There was no unlawful variance between the indictment and the trial evidence. The People, who properly instructed the grand jury on accessorial liability, presented evidence to the grand jury that supported a reasonable inference that defendant was one of the persons who actually entered the victim’s apartment, and alternatively supported a reasonable inference that defendant acted in concert with such persons. In any event, even if we were to accept defendant’s argument that the grand jury evidence only supported a theory that defendant entered the apartment, whereas the trial evidence established that defendant’s only role was that of a getaway driver, defendant would not be entitled to any relief. There is “no legal distinction between liability as a principal or criminal culpability as an accomplice” (People v Rivera, 84 NY2d 766, 769 [1995]). The indictment did not limit the People to a particular factual theory as to defendant’s role in the crime (see People v Grega, 72 NY2d 489, 496-497 [1988]). Since there was no variance between the trial evidence and the language of the indictment, any discrepancy between the trial and grand jury evidence is irrelevant. Defendant is essentially challenging the sufficiency of the grand jury evidence to establish the particular acts subsequently proven at trial, and CPL 210.30 (6) forecloses ap*242pellate review of such a claim. Finally, we note that defendant received fair notice, both before and during trial, of the theory upon which the People were proceeding (see People v Foley, 210 AD2d 163 [1994], lv denied 85 NY2d 861 [1995]).
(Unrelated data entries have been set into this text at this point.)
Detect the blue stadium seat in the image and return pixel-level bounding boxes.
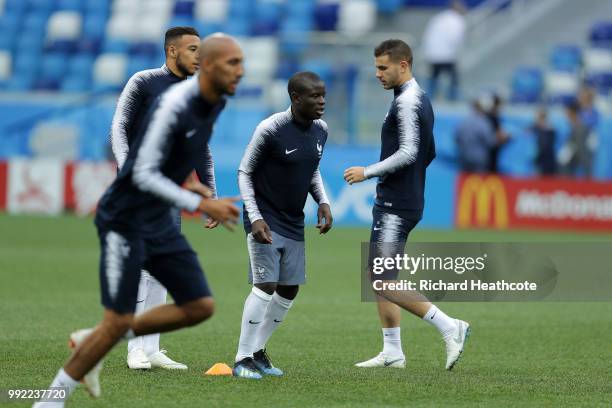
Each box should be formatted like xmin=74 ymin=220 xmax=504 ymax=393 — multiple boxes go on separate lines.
xmin=82 ymin=15 xmax=107 ymax=40
xmin=229 ymin=0 xmax=254 ymax=18
xmin=510 ymin=67 xmax=543 ymax=103
xmin=68 ymin=54 xmax=94 ymax=79
xmin=6 ymin=72 xmax=35 ymax=91
xmin=46 ymin=39 xmax=78 ymax=54
xmin=5 ymin=0 xmax=28 ymax=13
xmin=193 ymin=21 xmax=224 ymax=38
xmin=314 ymin=2 xmax=339 ymax=31
xmin=550 ymin=45 xmax=582 ymax=72
xmin=15 ymin=35 xmax=43 ymax=56
xmin=276 ymin=59 xmax=300 ymax=80
xmin=127 ymin=56 xmax=155 ymax=78
xmin=589 ymin=21 xmax=612 ymax=48
xmin=301 ymin=59 xmax=334 ymax=87
xmin=174 ymin=0 xmax=195 ymax=17
xmin=252 ymin=1 xmax=283 ymax=36
xmin=26 ymin=0 xmax=56 ymax=14
xmin=129 ymin=42 xmax=159 ymax=57
xmin=75 ymin=38 xmax=101 ymax=55
xmin=0 ymin=36 xmax=12 ymax=51
xmin=167 ymin=17 xmax=196 ymax=30
xmin=23 ymin=13 xmax=47 ymax=37
xmin=102 ymin=38 xmax=130 ymax=54
xmin=84 ymin=0 xmax=110 ymax=16
xmin=586 ymin=72 xmax=612 ymax=95
xmin=376 ymin=0 xmax=403 ymax=14
xmin=57 ymin=0 xmax=83 ymax=12
xmin=40 ymin=52 xmax=67 ymax=82
xmin=223 ymin=19 xmax=251 ymax=37
xmin=61 ymin=76 xmax=90 ymax=92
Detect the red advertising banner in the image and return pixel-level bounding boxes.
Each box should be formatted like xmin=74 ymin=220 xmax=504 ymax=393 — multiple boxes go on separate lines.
xmin=0 ymin=161 xmax=7 ymax=210
xmin=455 ymin=174 xmax=612 ymax=232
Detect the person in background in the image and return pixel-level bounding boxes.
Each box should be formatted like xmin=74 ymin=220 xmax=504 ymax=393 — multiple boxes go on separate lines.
xmin=577 ymin=86 xmax=599 ymax=157
xmin=422 ymin=0 xmax=466 ymax=101
xmin=530 ymin=108 xmax=557 ymax=176
xmin=485 ymin=93 xmax=510 ymax=173
xmin=559 ymin=101 xmax=592 ymax=178
xmin=455 ymin=97 xmax=496 ymax=173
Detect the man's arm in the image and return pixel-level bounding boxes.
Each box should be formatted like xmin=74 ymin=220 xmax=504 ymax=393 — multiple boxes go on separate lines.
xmin=309 ymin=166 xmax=332 ymax=234
xmin=132 ymin=98 xmax=202 ymax=211
xmin=194 ymin=143 xmax=217 ymax=199
xmin=110 ymin=74 xmax=145 ymax=170
xmin=238 ymin=123 xmax=272 ymax=243
xmin=364 ymin=96 xmax=420 ymax=179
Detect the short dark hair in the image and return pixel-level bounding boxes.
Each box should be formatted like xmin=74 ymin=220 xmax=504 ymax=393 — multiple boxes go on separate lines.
xmin=374 ymin=39 xmax=413 ymax=66
xmin=164 ymin=26 xmax=199 ymax=51
xmin=287 ymin=71 xmax=323 ymax=96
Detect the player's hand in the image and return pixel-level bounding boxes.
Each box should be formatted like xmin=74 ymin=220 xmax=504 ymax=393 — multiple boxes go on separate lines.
xmin=252 ymin=219 xmax=272 ymax=244
xmin=316 ymin=203 xmax=333 ymax=234
xmin=343 ymin=166 xmax=366 ymax=185
xmin=185 ymin=176 xmax=214 ymax=199
xmin=197 ymin=197 xmax=240 ymax=231
xmin=204 ymin=217 xmax=219 ymax=229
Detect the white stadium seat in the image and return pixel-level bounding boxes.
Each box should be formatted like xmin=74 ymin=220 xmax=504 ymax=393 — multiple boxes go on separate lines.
xmin=46 ymin=11 xmax=82 ymax=41
xmin=583 ymin=48 xmax=612 ymax=74
xmin=240 ymin=37 xmax=279 ymax=82
xmin=545 ymin=71 xmax=579 ymax=95
xmin=106 ymin=15 xmax=138 ymax=41
xmin=0 ymin=51 xmax=11 ymax=80
xmin=93 ymin=53 xmax=128 ymax=86
xmin=137 ymin=15 xmax=170 ymax=42
xmin=337 ymin=0 xmax=376 ymax=36
xmin=195 ymin=0 xmax=229 ymax=23
xmin=141 ymin=0 xmax=173 ymax=20
xmin=112 ymin=0 xmax=141 ymax=16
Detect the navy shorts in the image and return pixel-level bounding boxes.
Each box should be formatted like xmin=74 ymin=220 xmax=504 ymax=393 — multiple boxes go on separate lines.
xmin=97 ymin=225 xmax=211 ymax=314
xmin=368 ymin=206 xmax=419 ymax=281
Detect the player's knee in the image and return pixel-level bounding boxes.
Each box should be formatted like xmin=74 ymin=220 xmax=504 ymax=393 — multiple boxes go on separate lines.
xmin=276 ymin=284 xmax=299 ymax=300
xmin=182 ymin=297 xmax=214 ymax=325
xmin=255 ymin=282 xmax=276 ymax=295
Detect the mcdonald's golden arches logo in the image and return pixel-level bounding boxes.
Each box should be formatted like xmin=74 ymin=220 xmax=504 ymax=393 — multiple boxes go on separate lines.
xmin=457 ymin=175 xmax=509 ymax=229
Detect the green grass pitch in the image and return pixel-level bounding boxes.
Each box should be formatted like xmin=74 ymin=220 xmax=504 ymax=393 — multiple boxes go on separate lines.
xmin=1 ymin=214 xmax=611 ymax=407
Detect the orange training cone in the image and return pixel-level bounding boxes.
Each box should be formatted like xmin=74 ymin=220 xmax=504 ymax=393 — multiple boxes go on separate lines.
xmin=204 ymin=363 xmax=233 ymax=376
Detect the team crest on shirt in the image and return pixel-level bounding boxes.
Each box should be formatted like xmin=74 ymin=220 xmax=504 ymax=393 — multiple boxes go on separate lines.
xmin=316 ymin=141 xmax=323 ymax=158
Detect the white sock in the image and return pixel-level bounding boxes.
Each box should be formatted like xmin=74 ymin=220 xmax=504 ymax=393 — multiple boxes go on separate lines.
xmin=235 ymin=287 xmax=272 ymax=362
xmin=143 ymin=274 xmax=166 ymax=356
xmin=127 ymin=272 xmax=149 ymax=354
xmin=254 ymin=292 xmax=293 ymax=351
xmin=423 ymin=305 xmax=456 ymax=337
xmin=51 ymin=367 xmax=78 ymax=396
xmin=382 ymin=327 xmax=403 ymax=357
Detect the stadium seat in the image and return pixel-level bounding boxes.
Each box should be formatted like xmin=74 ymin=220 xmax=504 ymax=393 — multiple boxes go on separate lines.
xmin=127 ymin=55 xmax=155 ymax=78
xmin=376 ymin=0 xmax=403 ymax=14
xmin=223 ymin=18 xmax=250 ymax=36
xmin=138 ymin=15 xmax=169 ymax=43
xmin=5 ymin=71 xmax=35 ymax=91
xmin=129 ymin=41 xmax=159 ymax=57
xmin=16 ymin=33 xmax=43 ymax=54
xmin=112 ymin=0 xmax=141 ymax=16
xmin=545 ymin=71 xmax=579 ymax=104
xmin=93 ymin=53 xmax=128 ymax=91
xmin=0 ymin=12 xmax=22 ymax=40
xmin=301 ymin=59 xmax=335 ymax=88
xmin=26 ymin=0 xmax=54 ymax=15
xmin=0 ymin=50 xmax=11 ymax=80
xmin=252 ymin=1 xmax=283 ymax=36
xmin=40 ymin=52 xmax=68 ymax=82
xmin=585 ymin=72 xmax=612 ymax=95
xmin=194 ymin=0 xmax=229 ymax=23
xmin=68 ymin=54 xmax=94 ymax=79
xmin=57 ymin=0 xmax=83 ymax=12
xmin=75 ymin=38 xmax=101 ymax=55
xmin=193 ymin=20 xmax=223 ymax=37
xmin=314 ymin=2 xmax=339 ymax=31
xmin=167 ymin=16 xmax=196 ymax=31
xmin=338 ymin=0 xmax=377 ymax=36
xmin=83 ymin=14 xmax=107 ymax=40
xmin=510 ymin=66 xmax=543 ymax=103
xmin=47 ymin=11 xmax=82 ymax=42
xmin=589 ymin=21 xmax=612 ymax=48
xmin=13 ymin=50 xmax=38 ymax=76
xmin=174 ymin=0 xmax=195 ymax=17
xmin=106 ymin=15 xmax=137 ymax=42
xmin=583 ymin=48 xmax=612 ymax=74
xmin=549 ymin=45 xmax=582 ymax=73
xmin=241 ymin=37 xmax=279 ymax=82
xmin=5 ymin=0 xmax=26 ymax=14
xmin=23 ymin=13 xmax=47 ymax=37
xmin=84 ymin=0 xmax=110 ymax=17
xmin=61 ymin=76 xmax=90 ymax=92
xmin=102 ymin=38 xmax=130 ymax=54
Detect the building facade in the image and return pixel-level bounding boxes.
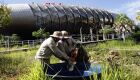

The court properly denied defendant’s suppression motion. The police conducted a lawful investigatory detention, fully supported by reasonable suspicion that defendant had been involved in a violent crime, and this detention was not transformed into an arrest when the police ordered defendant out of his vehicle, placed him on the ground in handcuffs, and held him for approximately 30 minutes, since all of these police actions were justified by the particular exigencies involved in the investigation (see People v Foster, 85 NY2d 1012 [1995]; People v Allen, 73 NY2d 378 [1989]; People v Pinkney, 156 AD2d 182 [1989], lv denied 75 NY2d 870 [1990]). After the victim arrived and made what the police reasonably believed, at the time, to be an identification of defendant as one of the men who entered his apartment and robbed him, this gave the police probable cause for an arrest (see generally People v Bigelow, 66 NY2d 417, 423 [1985]). Probable cause to arrest was not retroactively undermined when, long after defendant’s arrest, the victim denied having been able to identify him.

The court’s discretionary ruling to admit duct tape, a pry bar, and knit cap that the police found in defendant’s vehicle was proper. These items were capable of being used in a home invasion such as the instant crime, and. even though never actually used in this incident, their presence in defendant’s van provided circumstantial evidence he knowingly and intentionally acted as a getaway driver (see People v Ingram, 71 NY2d 474 [1988]). Even were these items viewed as uncharged crime evidence, they were not offered to show criminal propensity, and their probative value outweighed their prejudicial effect. The record also supports the court’s alternate conclusion that defendant opened the door to this evidence (see People v Mateo, 2 NY3d 383, 425 [2004]). Defendant did not preserve his argument that the court should have provided a limiting instruction and we decline to review it in the interest of justice. Were we to review this claim, we would find no basis for reversal.

There was a sufficient evidentiary predicate for a flight charge, and any ambiguity in defendant’s conduct was for the jury to consider (see People v Yazum, 13 NY2d 302, 304 [1963]).

Defendant’s remaining claims are similar to arguments that this Court rejected on a codefendant’s appeal (People v Gonzalez, 16 AD3d 283 [2005], lv denied 5 NY3d 766 [2005]), and we see no reason to rule differently herein. Concur—Saxe, J.B, Friedman, Marlow, Buckley and Sweeny, JJ.